How McLaren Uses Real-Time Data To Increase Performance
CNN recently covered McLaren’s driver Lewis Hamilton explaining how they use the telemetry data acquired from a F1 car:
McLaren’s CIO Stuart Birrell explained the benefits of HANA in more detail at a SAP Forum event in London earlier this year:
Birrell told audiences that data is fundamental to the racing team’s success. “We generate gigabits of data every weekend off every car and analyse that in real-time to make decisions,” said Birrell. “We monitor everything – the movement on the suspension strap, what’s happening in the engine. There are probably 120 sensors in each Formula 1 car.”
The information generated by the cars during a race is sent back to McLaren’s on-site garage in real time and then back to the head office in Woking. He added: “Getting that information is critical. We probably run one thousand simulations a minute during a race, so by the end of the first or second lap we have a 90% probability of the outcome.”
McLaren also uses the data to retrospectively analyse its cars’ performance on specific tracks to help the driver understand how to best race the car. “Monaco’s track hasn’t changed for 30 years, so we can look at years’ worth of data and see what happens to a suspension arm on certain corners and monitor that,” said Birrell.

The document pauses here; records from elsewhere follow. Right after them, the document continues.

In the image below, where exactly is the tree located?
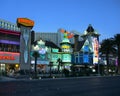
[99,38,116,73]
[114,34,120,74]
[32,51,39,78]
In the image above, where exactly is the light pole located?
[32,45,40,78]
[49,62,53,77]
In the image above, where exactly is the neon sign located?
[0,56,15,60]
[17,18,34,27]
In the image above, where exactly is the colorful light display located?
[60,29,74,39]
[93,38,99,64]
[17,18,34,27]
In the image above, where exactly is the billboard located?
[17,18,34,27]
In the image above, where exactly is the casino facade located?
[0,20,20,72]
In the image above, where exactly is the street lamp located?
[49,62,53,77]
[32,45,40,78]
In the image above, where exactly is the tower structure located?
[82,24,100,64]
[17,18,34,70]
[60,29,74,69]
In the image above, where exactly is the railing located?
[0,19,20,31]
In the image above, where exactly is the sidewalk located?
[0,76,16,81]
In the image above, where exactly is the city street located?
[0,76,120,96]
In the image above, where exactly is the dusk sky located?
[0,0,120,40]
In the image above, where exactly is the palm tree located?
[99,38,116,73]
[32,51,39,78]
[114,34,120,74]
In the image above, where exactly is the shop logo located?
[0,56,15,60]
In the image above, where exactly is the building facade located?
[0,20,21,72]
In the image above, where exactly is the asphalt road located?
[0,76,120,96]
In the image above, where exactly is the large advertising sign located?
[17,18,34,27]
[62,54,71,62]
[0,52,20,64]
[93,38,99,64]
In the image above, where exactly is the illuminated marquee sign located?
[17,18,34,27]
[0,56,15,60]
[93,38,99,64]
[0,52,20,60]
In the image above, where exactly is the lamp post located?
[32,45,40,78]
[49,62,53,77]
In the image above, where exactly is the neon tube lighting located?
[0,40,20,45]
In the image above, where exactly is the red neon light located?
[0,56,15,60]
[0,29,20,35]
[0,52,20,56]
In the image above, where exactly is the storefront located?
[0,51,20,73]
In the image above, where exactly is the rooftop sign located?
[17,18,34,27]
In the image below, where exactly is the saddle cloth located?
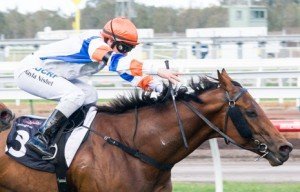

Birrell stated that the company’s investment in data over the last 10 years had been “huge” and this is why it was now looking to SAP’s HANA. “We are working with SAP on the HANA platform to turbo charge our analysis. It needs that next generation,” he said. “It needs stepping up a gear to get it to that last one percent. Many races are often won within seconds and finding that small percentage difference between us and Red Bull or Mercedes is absolutely fundamental.”
Jonathan Neale, the Managing Director of the McLaren racing team gave more details of how the team approaches performance management at similar event a couple of years ago. The green lines below show Hamilton’s curves compared to that of his team-mate Jensen Button. You can see that the two curves aren’t quite identical – for example, in most of the turns, you can see that Hamilton brakes a fraction of a second later than Button. By comparing the two driver’s performance, each of them can get detailed feedback on things they could be doing differently to improve their performance.
In addition to the engine sensors, video and GPS is used to work out the best line to take through each bend:
Telemetry and Benchmarking in Your Business
Real-time “telemetry” data is now a real prospect for your organization, too. But just getting more data, faster, is pointless — unless it’s being used to change business performance. Just like McLaren, one way to do that is to make extensive use of benchmarking on every aspect of your business process, to try to uncover the areas where you can get an edge.
Here’s an example from a few years ago, when the UK criminal justice system used SAP BusinessObjects to produce “waterfall charts” showing the performance of different local Magistrates Courts. The red bars show the cases that ideally would have been avoided, having been dealt with much earlier in the sentencing process – for example, when a guilty plea is lodged only very late in the proceedings, having wasted a lot of the court’s time and money.
It turned out that different courts had very different profiles, even when adjusted for the local differences in demographics and other factors – in other words, the courts differed in which parts of the process they excelled at. And so, just like Hamilton and Button, the aim was to compare performance and try to bring each part of each court’s process up to that of the highest performer, making everybody better off.
What processes could you be benchmarking in your organization, using internal or external data?